In the early 1980s, first RP ascents appeared as several local climbers introduced inspiring trends from abroad.Techniques from abroad not only gave impetus for RP ascents, but motivated the creation of routes „from the top“, by abseiling. This created a long—standing dilemma and became the source of a struggle between the older and younger generation in the Manin Strait: whether to climb new routes and lines purely in the traditional style from ground up, or to adopt trends from abroad and bolt new lines by abseiling from the top.The young climbers continued proving to the older generation that despite them bolting routes from the top, they were able to climb hard climbs in the style of first ascent from ground up (e.g. Lady Punk route on Slnečné skaly class 8, R. Hájek and Š. Kuchár). This quarrel finally ended with the opening of the classification and through climbing the route Vzdušný vlk (AirWolf) in RP style on sector Vlna in 1995. Note that until then, a closed classification only up to grade 6 was used in the strait and there were no routes of harder difficulty.

In the 1990s, new members created a number of new routes in the Manin Strait and its surroundings. Almost all of them were bolted from top down. The reason was the difficulty of the routes since increasingly harder routes were being attempted. 
In recent years, young climbers have discovered and climbed old forgotten projects and challenges.

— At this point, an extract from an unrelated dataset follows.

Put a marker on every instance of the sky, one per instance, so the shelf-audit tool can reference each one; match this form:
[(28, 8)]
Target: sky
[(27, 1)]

Manínska úžina Veľký Manín

Climbing has been limited!

Climbing in following sectors has been limited for the period 15.6 - 31.12 !!!
Gotická stena horná
Ježibaba
Pekelná stena

Climbing in other sectors is allowed all-year round.

The approach to the crags is from a car park behind the strait. You need to walk back to the bridge on the left. Immediately beyond the bridge, there is a sector called Skala nad lúčkou (the Rock above the Meadow). Other sectors (except of Posledná) can be reached from the Meadow by a steep path to the right.

The same path also leads to the interesting touristic sites: a viewpoint by the Spodná and Horná gotická stena sectors and to the cave under Černokňažnik.

JEŽIBABA
WARNING! Approach is rather difficult. From below Stena černokňažníkov, you should continue below routes no. 23 and 24, through an exposed rock (beware it’s slippery!) and over a steep slope above the gorge all the way to a chain (approx. 15m). The routes on Ježibaba start at the end of the chain except for the route Do Spacáku (to the Sleeping Bag), which starts lower directly by the bivouac.
See also the photo in Ježibaba´s topo.

PEKELNÁ STENA
Approach is exposed. See also approach to Ježibaba . At the start of the chain, you need to walk/climb down to the bivouac. Passing the bivouac, follow a small path to a fixed rope that leads you steeply uphill all the way under the sector.
See also the photo in Pekelná stena´s topo.

POSLEDNÁ
Approach to Posledná is by the road from the car park. Immediately after the bend, you need to descend and jump over the stream (under the railing there are two inconspicuous via ferrata ladder rungs). Once you get over the stream, follow a steep path above the gully on fixed ropes to the start of climbing routes.